Eventually, the questions slowed. Hours passed and the policewoman rubbed at her eyes, and her partner flipped numbly through his notes. Spencer's posture hadn't slipped once- nor had her facial expression. It stayed cold and unemotional and her voice factual and icy. She was pissed and confused and better at displaying cold emotions. Better at putting on facades, because after all she got paid millions to do it didn't she?
There was the quick opening of the door, hurried words and her lawyer- his name was Mark -stood up to join the talk. His hands moved with his words, painting pictures of distress and frantic. She read body language too well, read subtle signs and quick movements without ever really realizing it. These said he was tired. That he was close to losing it. They said he wanted to be home and he was getting irritated with her. He met her gaze for a millisecond and his eyes guiltily echoed his hands.

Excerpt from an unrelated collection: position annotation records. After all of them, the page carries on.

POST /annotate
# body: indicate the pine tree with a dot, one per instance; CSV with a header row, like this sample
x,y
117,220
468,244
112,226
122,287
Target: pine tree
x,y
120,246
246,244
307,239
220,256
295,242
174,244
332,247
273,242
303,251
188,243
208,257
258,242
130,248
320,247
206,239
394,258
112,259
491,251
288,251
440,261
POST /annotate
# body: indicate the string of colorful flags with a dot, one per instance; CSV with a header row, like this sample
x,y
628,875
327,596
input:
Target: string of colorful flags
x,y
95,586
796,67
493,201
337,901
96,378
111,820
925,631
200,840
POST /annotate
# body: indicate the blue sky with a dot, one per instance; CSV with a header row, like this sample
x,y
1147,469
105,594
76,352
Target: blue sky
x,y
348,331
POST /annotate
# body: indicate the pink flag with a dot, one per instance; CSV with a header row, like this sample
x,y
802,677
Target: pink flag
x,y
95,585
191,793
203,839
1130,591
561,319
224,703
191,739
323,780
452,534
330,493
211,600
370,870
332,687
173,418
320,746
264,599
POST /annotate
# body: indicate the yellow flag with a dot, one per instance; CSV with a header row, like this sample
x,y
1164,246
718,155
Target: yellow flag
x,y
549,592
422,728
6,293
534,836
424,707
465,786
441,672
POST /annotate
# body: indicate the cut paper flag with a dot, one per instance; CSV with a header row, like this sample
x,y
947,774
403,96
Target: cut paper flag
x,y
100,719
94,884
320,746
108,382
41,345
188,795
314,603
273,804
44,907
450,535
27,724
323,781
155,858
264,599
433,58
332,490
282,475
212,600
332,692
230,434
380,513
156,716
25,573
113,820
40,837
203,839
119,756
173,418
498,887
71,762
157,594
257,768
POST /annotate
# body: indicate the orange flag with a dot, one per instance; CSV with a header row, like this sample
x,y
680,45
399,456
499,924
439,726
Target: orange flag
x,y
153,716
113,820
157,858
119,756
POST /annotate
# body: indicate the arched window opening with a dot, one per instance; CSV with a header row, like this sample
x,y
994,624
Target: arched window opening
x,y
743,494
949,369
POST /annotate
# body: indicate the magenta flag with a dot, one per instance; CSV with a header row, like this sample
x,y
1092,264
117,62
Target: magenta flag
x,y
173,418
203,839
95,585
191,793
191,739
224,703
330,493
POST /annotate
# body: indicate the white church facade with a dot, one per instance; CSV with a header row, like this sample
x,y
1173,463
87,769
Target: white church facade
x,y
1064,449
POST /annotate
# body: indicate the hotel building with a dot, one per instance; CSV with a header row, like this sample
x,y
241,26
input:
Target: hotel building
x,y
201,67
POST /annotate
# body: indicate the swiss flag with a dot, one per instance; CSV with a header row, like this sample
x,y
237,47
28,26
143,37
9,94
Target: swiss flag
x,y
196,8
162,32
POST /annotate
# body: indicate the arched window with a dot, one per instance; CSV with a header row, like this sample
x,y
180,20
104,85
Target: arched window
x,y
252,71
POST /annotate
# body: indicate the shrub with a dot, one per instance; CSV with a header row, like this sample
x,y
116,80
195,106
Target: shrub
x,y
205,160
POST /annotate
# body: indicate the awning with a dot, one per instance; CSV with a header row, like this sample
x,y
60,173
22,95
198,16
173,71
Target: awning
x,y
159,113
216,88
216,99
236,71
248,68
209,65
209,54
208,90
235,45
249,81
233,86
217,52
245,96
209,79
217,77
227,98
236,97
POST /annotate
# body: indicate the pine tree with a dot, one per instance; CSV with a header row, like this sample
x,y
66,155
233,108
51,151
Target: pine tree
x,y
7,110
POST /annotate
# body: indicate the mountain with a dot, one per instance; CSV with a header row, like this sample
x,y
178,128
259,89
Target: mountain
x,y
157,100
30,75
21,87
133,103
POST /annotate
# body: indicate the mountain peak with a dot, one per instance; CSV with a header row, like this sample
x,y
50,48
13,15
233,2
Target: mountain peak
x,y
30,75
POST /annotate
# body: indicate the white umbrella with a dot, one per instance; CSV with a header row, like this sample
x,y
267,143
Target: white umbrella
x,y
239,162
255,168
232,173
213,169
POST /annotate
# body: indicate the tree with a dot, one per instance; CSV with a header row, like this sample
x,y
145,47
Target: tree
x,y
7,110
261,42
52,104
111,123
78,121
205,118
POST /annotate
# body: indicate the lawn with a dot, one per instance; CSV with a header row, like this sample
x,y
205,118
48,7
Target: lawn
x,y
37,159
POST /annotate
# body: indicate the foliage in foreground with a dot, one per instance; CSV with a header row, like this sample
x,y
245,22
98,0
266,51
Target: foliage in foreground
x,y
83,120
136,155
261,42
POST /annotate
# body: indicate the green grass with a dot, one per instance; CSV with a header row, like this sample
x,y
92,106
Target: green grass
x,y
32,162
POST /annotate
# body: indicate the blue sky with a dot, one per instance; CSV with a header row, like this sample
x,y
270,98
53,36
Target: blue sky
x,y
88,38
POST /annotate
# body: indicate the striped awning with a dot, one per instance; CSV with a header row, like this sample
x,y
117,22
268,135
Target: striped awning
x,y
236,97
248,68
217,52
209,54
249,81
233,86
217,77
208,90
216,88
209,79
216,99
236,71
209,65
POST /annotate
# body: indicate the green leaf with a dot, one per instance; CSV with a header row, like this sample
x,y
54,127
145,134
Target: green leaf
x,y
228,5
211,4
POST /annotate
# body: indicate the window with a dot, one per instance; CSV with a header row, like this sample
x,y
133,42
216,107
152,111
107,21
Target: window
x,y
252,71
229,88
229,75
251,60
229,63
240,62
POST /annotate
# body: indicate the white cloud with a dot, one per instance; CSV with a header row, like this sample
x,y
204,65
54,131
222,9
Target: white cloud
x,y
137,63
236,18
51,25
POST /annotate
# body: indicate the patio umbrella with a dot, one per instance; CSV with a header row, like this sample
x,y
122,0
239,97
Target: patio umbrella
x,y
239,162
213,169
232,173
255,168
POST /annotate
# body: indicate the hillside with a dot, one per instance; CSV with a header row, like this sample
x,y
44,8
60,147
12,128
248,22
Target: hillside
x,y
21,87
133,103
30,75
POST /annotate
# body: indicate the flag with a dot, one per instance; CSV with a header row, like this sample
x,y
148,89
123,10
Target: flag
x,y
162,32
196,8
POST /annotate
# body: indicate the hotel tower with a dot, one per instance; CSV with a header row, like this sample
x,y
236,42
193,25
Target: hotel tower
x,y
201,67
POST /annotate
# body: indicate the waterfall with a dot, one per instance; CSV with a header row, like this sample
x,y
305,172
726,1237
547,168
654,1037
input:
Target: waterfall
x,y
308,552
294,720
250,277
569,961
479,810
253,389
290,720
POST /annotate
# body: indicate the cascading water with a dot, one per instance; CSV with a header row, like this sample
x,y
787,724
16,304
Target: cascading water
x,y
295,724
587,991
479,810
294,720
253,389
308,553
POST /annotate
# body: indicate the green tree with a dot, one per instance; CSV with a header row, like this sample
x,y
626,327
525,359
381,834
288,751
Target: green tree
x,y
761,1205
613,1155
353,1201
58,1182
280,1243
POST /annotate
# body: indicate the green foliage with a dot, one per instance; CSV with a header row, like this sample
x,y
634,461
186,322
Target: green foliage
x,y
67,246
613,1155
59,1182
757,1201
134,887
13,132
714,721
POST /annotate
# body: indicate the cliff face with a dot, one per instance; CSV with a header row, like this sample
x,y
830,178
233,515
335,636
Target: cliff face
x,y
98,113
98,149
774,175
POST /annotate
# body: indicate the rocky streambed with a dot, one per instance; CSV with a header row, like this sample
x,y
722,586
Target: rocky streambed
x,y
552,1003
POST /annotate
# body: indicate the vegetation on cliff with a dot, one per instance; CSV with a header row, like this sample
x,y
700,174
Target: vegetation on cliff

But more men in suits came in, their faces blurring together. Spencer was fucking tired. She wanted a soft bed and a hot bath. Fuck she wanted her home. She stood up, smoothed out her clothes. Tucked a strand of hair behind her ear. Was aware of every eye turning toward her, every word halted. She pretended to study them, really just gathered her wits, and spoke. A smile hinted though she couldn't feel it whatsoever.
"I think we're done here." And the determined husk in her voice cut into the mumurs of the station. No one spoke. She stepped around the cold table, steady and confident. Passed by each detective and cop without an ounce of hestitation. Her lawyer followed her out.
"We'll be calling you Ms. Carlin!" She didn't respond.
She went straight through the waiting room. Barely even heard the racous calls and vulgar words. Mark-Jake sputtering into a phone behind her, spitting orders and directions. She stepped outside and hurried through the throng. Didn't notice the limo ride or the trip to her room- couldn't remember it if she wanted to.
She fell asleep the second she touched the bed, after stripping every piece of clothing off. Throwing it into the living room. Her eyes shut tight and dreams of loud music and frantic hands, all over her and dancing before her. Dreamt of pale faces and glaring lights. Of drunken words and steel tables.
Dreamt of the night that changed it all.
Sometimes, she still dreams like that.